EAT ruling on job offer withdrawal


22nd April 2026

A recent Employment Appeal Tribunal (EAT) decision in Kankanalapalli v Loesche Energy Systems Ltd found that withdrawal of a conditional job offer amounted to a breach of contract, even though the employee had not yet started work.

This recent case is a timely reminder for employers that withdrawing a job offer is not without risk. If employers intend for certain conditions to be met before a binding contract is formed, this should be expressly stated.

Background

The claimant, Mr Kankanalapalli was offered a role as a project manager, which was expressed to be subject to satisfactory references, a right to work check and successful completion of a six-month probationary period. The offer letter set out the key terms (to include the salary and a start date) but it was silent in relation to any notice period. The employer also agreed to contribute towards relocation costs.

Mr Kankanalapalli accepted the offer over email and completed the new-starter paperwork, including providing referee details and the right to work documents.

A few weeks later, the employer wrote to Mr Kankanalapalli withdrawing the offer due to delays in the project.

Mr Kankanalapalli brought a claim for breach of contract, citing the withdrawal of the offer and failure to pay any notice pay. The Employment Tribunal dismissed the claim, taking the view that the offer was expressed to be conditional, and the employer had not yet received references or completed the right to work checks (which required original documents).

EAT decision

The EAT disagreed.

The key issue for the EAT was whether the conditions that were attached to the offer were conditions precedent (i.e. conditions which must first be satisfied before a contract can be said to be formed), or conditions subsequent (i.e. where acceptance of an offer gives rise to a binding contract but such conditions, if not satisfied, will terminate it). This will be a matter of construction.
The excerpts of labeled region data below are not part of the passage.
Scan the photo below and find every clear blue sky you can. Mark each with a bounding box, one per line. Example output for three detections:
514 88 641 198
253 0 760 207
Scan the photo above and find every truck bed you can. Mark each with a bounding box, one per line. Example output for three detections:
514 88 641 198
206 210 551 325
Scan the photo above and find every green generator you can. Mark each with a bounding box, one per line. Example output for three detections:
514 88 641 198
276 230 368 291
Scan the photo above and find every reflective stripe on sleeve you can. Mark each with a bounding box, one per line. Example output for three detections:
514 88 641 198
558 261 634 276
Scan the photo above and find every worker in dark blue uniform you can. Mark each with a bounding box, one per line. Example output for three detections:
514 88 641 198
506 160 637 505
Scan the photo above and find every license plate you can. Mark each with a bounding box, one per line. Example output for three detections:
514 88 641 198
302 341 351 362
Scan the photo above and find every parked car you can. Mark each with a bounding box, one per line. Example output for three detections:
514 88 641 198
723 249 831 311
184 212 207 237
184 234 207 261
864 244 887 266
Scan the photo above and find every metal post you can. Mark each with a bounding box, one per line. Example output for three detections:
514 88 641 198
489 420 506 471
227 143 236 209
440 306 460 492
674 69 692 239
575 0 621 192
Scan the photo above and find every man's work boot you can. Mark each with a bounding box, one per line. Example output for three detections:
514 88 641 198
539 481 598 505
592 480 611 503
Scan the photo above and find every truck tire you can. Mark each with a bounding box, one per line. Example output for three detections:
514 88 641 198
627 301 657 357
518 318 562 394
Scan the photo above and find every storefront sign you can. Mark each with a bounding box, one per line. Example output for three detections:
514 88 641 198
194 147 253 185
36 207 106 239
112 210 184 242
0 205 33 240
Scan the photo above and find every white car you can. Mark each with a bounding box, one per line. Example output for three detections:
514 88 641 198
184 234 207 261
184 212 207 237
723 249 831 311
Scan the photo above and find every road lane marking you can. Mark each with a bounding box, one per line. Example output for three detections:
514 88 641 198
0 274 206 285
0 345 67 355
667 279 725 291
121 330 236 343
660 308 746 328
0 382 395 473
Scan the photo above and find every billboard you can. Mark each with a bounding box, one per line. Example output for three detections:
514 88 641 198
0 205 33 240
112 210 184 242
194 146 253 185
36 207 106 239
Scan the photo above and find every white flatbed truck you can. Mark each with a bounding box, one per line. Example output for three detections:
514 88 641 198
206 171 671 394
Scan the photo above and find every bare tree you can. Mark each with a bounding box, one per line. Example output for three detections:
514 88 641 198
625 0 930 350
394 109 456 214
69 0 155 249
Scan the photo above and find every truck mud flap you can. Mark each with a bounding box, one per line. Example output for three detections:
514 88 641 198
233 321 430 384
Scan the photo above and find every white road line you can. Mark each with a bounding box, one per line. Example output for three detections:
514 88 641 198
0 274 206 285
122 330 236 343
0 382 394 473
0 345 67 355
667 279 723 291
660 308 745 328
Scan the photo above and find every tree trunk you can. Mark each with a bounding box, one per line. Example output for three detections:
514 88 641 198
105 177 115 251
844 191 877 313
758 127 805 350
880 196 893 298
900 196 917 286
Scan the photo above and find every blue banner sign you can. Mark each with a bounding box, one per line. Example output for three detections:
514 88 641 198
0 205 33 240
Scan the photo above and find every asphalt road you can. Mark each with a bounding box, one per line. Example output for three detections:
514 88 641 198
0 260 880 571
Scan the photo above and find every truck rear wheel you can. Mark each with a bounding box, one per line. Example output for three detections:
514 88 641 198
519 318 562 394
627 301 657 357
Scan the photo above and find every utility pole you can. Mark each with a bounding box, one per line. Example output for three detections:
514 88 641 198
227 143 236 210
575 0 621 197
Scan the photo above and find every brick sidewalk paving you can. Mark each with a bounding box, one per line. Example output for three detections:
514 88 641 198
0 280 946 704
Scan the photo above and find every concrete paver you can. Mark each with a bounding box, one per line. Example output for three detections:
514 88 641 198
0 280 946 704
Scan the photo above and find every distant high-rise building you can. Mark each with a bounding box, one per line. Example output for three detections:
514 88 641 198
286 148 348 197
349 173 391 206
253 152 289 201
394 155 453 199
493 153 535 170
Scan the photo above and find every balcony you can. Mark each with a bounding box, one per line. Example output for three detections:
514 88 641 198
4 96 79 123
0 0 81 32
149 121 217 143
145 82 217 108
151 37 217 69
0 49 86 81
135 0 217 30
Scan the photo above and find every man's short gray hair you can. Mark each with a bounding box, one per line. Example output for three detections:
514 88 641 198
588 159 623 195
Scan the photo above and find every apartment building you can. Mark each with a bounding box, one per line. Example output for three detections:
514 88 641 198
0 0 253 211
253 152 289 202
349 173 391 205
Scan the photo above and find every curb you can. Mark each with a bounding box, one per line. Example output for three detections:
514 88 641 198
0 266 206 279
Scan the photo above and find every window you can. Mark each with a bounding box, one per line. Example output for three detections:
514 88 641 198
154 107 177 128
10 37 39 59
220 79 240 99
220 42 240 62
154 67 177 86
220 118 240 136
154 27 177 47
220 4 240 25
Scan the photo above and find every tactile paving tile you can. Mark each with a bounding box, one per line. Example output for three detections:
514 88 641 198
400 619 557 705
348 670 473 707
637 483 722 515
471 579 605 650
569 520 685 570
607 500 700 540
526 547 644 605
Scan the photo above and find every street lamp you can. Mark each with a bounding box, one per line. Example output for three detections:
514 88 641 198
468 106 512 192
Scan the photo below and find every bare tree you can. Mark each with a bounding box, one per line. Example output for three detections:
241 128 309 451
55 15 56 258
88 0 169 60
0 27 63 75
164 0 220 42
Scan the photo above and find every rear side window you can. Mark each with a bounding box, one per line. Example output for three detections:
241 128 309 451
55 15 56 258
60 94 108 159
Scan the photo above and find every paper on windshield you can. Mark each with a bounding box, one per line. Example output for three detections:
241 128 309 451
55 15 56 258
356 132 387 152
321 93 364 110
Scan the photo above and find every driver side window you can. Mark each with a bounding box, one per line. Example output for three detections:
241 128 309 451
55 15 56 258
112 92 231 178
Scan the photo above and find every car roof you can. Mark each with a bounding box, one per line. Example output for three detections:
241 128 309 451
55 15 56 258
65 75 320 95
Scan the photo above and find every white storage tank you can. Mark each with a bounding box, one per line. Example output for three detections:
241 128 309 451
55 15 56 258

In this case, the EAT concluded that the conditions were conditions subsequent and a binding contact was formed at the point the offer was accepted.

It considered that each of the conditions were grouped together in the offer letter and one of these conditions (passing the probationary period) could only be satisfied after employment began. As there had been no attempt to differentiate between the different conditions, this effectively prevented the EAT from finding they could be conditions precedent.

It was also relevant that the offer letter included the key terms and both parties had treated the contract as binding (to include the employer starting the onboarding process). The result of this was the employer did not have an unrestricted right to withdraw the offer for reasons that were unrelated to the conditions subsequent.

The EAT went on to consider the fact that the offer letter was silent on notice, which meant that a reasonable notice period had to be implied. It held that what is reasonable will depend on the facts and it may be more than the statutory notice period.

In this scenario, the EAT considered the seniority of the role, the fact that a relocation was required and the lengthy interview process, and concluded that three months would be a reasonable notice period. The employer was required to pay this amount.

Key takeaways

The case serves as a reminder for employers that simply labelling an offer as “conditional” will not prevent a binding contract from being formed. This in turn has implications for withdrawing any such offers without due consideration, and it may be worth obtaining legal advice at this stage.

If employers intend for certain conditions to be met before a contract is formed, this needs to be expressed clearly, and such conditions should be separated from any conditions subsequent (i.e. probation periods).

It also highlights the importance of including notice periods in any offer letter. This should cover both the standard notice period and the notice period that should apply during a probation period. Addressing such matters will avoid the Employment Tribunal implying its own view on what is reasonable.